Between 2005 and 2009, when the Brothers held 88 parliamentary seats, the organization opened a slightly more spacious parliamentary office nearby. State security forbade them from organizing any large public events, and even their annual Ramadan iftaar was cancelled. During functions there, the power often mysteriously cut out, with a frequency that the Brotherhood accepted as one of the more petty manifestations of state harassment.
Now, however, the Brotherhood is freely exercising its organizational muscle. Since Mubarak was run out of office, the Muslim Brotherhood has opened offices in every province. It is launching its own satellite television network. It has entered coalition talks with other groups, and has founded its own political party, called Freedom and Justice, which has a Christian vice president. At first, in an effort to comfort worried Christians and secularists, the Brotherhood said it would contest only 30 percent of the seats in parliament, and wouldn’t run a presidential candidate. Last week, it raised the ante, now saying it will compete for half the parliamentary districts.
With the opening of the new official headquarters in Moqattam, the transformation is complete. Bright lights illuminate the party logo in English and Arabic – a pair of green crossed swords.
About a hundred movement activists prayed outside before the official opening on Saturday night (the building’s been in use for weeks already). They chanted the Brotherhood motto in unison:
God is great.
The Prophet is our teacher.
The Koran is our constitution.
Jihad is our way.
Martyrdom is our goal.
Then they stormed into the building and emptied trays of fruit juice.
In a sign of the Brotherhood’s political heft, a parade of notables came to pay respects, including presidential front-runner and former Arab League chief Amr Moussa and a coterie of other secular politicians and judges.
In a rear lot behind the headquarters, more than a thousand supporters assembled in a dirt lot covered with carpets for the occasion. A band sang paeans to freedom, brotherhood, and the Brotherhood.

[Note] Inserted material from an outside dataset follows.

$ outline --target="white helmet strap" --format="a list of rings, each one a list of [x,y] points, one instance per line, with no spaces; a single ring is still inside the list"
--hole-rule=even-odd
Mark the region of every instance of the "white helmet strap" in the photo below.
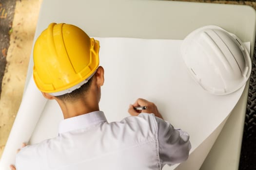
[[[70,93],[74,90],[80,88],[80,87],[81,87],[82,85],[87,83],[88,81],[93,76],[93,75],[94,75],[94,74],[95,74],[97,71],[97,70],[96,69],[96,70],[94,71],[94,73],[92,73],[92,75],[91,75],[88,78],[87,78],[87,79],[86,79],[82,82],[79,83],[78,84],[69,88],[68,88],[67,89],[65,89],[65,90],[60,91],[58,91],[57,92],[49,93],[49,94],[54,96],[58,96],[62,95],[63,94],[67,94],[67,93]]]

Khairat Shater, a millionaire and number-two official in the Brotherhood credited with being one of its most powerful fixers, grinned just beside the stage.
“Where do you think state security is now?” I asked. At the last Brotherhood function I attended, an iftaar in the parliamentary offices in August, the number of plainclothes intelligence officers hovering around the event equaled that of the Brotherhood officials inside.
“They haven’t gone home,” he said. “They’re around here somewhere.”
If one were keeping score, however, the Brotherhood would look to be ahead.